10. The electronic device of claim 9, wherein when loaded and executed by the processor, the program code instructs the processor to further execute the following steps:

generating the adjusted pixel value according to the red component, the green component and the blue component of the pixel value and the lookup table.

11. The electronic device of claim 10, wherein the step of generating the adjusted pixel value according to the red component, the green component and the blue component of the pixel value and the look-up table comprises:

calculating a ratio of primary colors according to the red component, the green component and the blue component of the pixel value; and

generating the adjusted pixel value according to the ratio of primary colors, the red component, the green component and the blue component of the pixel value, and the lookup table.

12. An electronic device for applying a Gamma improvement method, comprising:

a storage device, arranged to store a program code; and

a processor, arranged to execute the program code;

wherein when loaded and executed by the processor, the program code instructs the processor to execute the following steps: setting a group of primary colors to fit a first Gamma level, wherein the group of primary colors comprises red, green and blue; receiving a pixel value; adjusting the pixel value to generate an adjusted pixel value according to a red component, a green component and a blue component of the pixel value and a lookup table; and display the adjusted pixel value on a display;

wherein a white component of the adjusted pixel value fits a second Gamma level according to the lookup table;

wherein the step of generating the adjusted pixel value according to the red component, the green component and the blue component of the pixel value and the look-up table comprises: calculating a ratio of primary colors according to the red component, the green component and the blue component of the pixel value; and generating the adjusted pixel value according to the ratio of primary colors, the red component, the green component and the blue component of the pixel value, and the lookup table;

wherein the calculation of the ratio of primary colors is based on the following equations: dR=abs(G−B); dG=abs(B−R); dB=abs(R−G); dRGB=dR+dG+dB; RGB=R+G+B; Ratio=(dRGB/RGB)/2;

wherein ‘R’, ‘G’, ‘B’ are the red component, the green component and the blue component of the pixel value, respectively, and ‘abs’ is the function of absolute value.

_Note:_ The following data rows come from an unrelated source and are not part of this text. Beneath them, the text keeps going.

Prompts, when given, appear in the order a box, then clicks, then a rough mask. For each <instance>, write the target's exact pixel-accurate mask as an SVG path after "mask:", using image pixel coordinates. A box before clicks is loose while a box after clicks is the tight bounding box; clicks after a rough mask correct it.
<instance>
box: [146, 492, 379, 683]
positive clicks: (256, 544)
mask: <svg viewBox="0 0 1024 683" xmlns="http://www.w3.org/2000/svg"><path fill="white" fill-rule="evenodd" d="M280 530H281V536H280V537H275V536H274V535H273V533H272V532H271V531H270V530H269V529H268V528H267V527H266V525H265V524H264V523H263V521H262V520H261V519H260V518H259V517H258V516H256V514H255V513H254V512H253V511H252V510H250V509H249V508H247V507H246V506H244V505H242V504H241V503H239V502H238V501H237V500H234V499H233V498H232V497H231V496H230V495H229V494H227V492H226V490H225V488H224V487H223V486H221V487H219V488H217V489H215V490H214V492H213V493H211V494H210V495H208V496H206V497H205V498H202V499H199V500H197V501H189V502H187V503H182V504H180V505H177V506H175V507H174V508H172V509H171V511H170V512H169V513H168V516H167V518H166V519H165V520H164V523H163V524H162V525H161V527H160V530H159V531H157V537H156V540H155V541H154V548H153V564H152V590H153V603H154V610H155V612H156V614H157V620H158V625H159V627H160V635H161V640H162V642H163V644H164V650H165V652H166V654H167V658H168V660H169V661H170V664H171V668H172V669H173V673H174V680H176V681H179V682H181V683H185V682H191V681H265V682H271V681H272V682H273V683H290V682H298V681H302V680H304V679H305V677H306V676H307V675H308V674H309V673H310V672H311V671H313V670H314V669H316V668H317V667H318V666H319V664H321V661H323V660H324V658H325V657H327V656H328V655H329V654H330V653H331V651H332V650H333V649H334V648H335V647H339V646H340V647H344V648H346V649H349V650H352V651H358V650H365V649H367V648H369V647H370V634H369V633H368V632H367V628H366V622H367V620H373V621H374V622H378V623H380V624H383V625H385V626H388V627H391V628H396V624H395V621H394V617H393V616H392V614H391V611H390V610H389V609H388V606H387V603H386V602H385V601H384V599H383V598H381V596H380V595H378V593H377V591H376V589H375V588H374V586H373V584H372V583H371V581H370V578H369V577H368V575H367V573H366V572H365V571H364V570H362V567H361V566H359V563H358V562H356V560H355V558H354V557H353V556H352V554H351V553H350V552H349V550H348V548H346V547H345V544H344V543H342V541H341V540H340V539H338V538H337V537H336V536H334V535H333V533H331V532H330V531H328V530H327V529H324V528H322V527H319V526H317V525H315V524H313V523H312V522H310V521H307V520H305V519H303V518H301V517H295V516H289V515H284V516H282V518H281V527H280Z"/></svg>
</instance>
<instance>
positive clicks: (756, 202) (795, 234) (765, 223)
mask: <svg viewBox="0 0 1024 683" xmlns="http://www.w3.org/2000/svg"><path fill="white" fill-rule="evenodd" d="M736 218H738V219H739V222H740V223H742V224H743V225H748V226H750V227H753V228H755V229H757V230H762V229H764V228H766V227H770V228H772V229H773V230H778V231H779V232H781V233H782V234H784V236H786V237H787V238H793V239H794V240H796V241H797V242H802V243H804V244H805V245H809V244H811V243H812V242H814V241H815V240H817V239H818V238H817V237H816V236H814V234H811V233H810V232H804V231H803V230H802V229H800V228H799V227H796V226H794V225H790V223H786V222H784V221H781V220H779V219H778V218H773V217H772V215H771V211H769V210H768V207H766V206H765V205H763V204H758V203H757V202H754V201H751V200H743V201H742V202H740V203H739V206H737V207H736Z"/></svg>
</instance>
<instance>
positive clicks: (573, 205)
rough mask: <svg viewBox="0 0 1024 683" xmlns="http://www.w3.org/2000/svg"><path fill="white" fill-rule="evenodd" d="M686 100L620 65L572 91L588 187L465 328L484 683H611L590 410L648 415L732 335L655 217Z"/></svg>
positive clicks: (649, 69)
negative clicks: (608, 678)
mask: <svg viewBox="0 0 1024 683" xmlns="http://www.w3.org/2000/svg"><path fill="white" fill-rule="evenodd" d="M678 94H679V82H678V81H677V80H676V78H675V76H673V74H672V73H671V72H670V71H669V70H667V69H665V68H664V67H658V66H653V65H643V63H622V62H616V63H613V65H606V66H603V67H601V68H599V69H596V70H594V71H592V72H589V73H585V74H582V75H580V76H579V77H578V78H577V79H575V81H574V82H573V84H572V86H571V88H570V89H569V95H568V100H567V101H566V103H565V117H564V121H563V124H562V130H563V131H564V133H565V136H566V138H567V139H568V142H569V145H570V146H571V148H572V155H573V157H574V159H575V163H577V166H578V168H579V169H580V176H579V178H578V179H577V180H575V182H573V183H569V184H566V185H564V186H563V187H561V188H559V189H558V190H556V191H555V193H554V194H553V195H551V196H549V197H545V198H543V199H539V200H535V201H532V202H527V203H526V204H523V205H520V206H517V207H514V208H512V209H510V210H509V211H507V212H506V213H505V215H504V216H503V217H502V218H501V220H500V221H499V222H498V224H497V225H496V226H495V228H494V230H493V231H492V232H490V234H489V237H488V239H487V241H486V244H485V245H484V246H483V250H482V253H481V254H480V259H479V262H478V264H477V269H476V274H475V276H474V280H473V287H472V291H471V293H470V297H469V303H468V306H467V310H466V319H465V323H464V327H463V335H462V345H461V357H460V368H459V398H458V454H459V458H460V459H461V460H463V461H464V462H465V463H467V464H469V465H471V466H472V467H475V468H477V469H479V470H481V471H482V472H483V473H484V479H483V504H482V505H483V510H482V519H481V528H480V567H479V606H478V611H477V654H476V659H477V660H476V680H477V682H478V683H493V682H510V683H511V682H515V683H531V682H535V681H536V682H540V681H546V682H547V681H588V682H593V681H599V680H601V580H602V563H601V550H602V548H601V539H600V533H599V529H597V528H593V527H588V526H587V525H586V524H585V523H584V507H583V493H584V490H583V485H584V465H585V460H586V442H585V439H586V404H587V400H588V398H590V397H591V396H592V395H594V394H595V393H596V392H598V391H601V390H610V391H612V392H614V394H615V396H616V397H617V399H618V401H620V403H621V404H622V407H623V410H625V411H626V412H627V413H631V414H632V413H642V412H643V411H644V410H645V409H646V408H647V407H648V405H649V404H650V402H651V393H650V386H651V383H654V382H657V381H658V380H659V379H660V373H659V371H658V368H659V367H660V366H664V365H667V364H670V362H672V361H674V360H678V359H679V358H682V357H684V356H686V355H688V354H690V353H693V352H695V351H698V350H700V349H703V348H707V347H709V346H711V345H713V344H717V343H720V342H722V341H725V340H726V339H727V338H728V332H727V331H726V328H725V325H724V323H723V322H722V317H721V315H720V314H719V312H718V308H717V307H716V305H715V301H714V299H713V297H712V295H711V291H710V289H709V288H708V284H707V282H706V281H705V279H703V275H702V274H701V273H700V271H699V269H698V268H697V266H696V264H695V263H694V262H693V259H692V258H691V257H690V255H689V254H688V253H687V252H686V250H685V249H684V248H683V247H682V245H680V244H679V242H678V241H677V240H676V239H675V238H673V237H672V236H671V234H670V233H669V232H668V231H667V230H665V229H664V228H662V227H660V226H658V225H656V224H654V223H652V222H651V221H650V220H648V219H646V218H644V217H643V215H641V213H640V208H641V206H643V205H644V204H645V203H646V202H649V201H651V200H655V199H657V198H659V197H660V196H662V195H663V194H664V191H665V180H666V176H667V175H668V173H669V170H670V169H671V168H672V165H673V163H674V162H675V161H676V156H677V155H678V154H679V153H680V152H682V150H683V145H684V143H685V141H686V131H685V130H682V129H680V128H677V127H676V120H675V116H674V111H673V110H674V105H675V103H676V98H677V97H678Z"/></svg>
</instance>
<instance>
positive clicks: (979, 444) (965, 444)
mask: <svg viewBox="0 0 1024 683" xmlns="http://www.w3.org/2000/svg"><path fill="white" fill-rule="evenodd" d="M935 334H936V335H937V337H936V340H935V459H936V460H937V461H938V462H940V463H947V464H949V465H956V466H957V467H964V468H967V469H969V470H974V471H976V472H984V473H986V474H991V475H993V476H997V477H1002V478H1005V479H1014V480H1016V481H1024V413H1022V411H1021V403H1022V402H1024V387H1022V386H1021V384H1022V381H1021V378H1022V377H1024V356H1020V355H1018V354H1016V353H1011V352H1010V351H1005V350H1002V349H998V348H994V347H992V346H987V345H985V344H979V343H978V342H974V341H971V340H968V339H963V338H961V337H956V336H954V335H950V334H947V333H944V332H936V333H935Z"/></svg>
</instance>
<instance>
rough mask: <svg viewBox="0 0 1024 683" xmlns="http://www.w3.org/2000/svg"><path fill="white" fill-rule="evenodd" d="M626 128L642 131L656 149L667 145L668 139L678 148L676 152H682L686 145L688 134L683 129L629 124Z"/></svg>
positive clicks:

13. The electronic device of claim 12, wherein the adjusted pixel value is calculated based on the following equations:

R′=R*ratio+W′(R)*(1−ratio);

G′=G*ratio+W′(G)*(1−ratio);

B′=B*ratio+W′(B)*(1−ratio);

wherein R′, G′, B′ are the red component, the green component and the blue component of the adjusted pixel value, respectively, and “W′( )” is a function of mapping the white component ‘w’ of the pixel value according to the lookup table to generate the white component of the adjusted pixel value, wherein the white component of the adjusted pixel value fits the second Gamma level.

14. The electronic device of claim 12, wherein the adjusted pixel value is calculated based on the following equations:

R′=R*ratio+W′(R)*{1−[K1*(ratio)+K2*ratio]};

G′=G*ratio+W′(G)*{1−[K1*(ratio)+K2*ratio]};

B′=B*ratio+W′(B)*{1−[K1*(ratio)+K2*ratio]};

wherein R′, G′, B′ are the red component, the green component and the blue component of the adjusted pixel value, respectively, K1 and K2 are constants, and “W′( )” is a function of mapping the white component ‘w’ of the pixel value according to the lookup table to generate the white component of the adjusted pixel value, wherein the white component of the adjusted pixel value fits the second Gamma level.

15. The electronic device of claim 14, wherein K1 is −1 and K2 is 2.

16. The electronic device of claim 9, wherein both the first Gamma level and the second Gamma level are Gamma 2.2.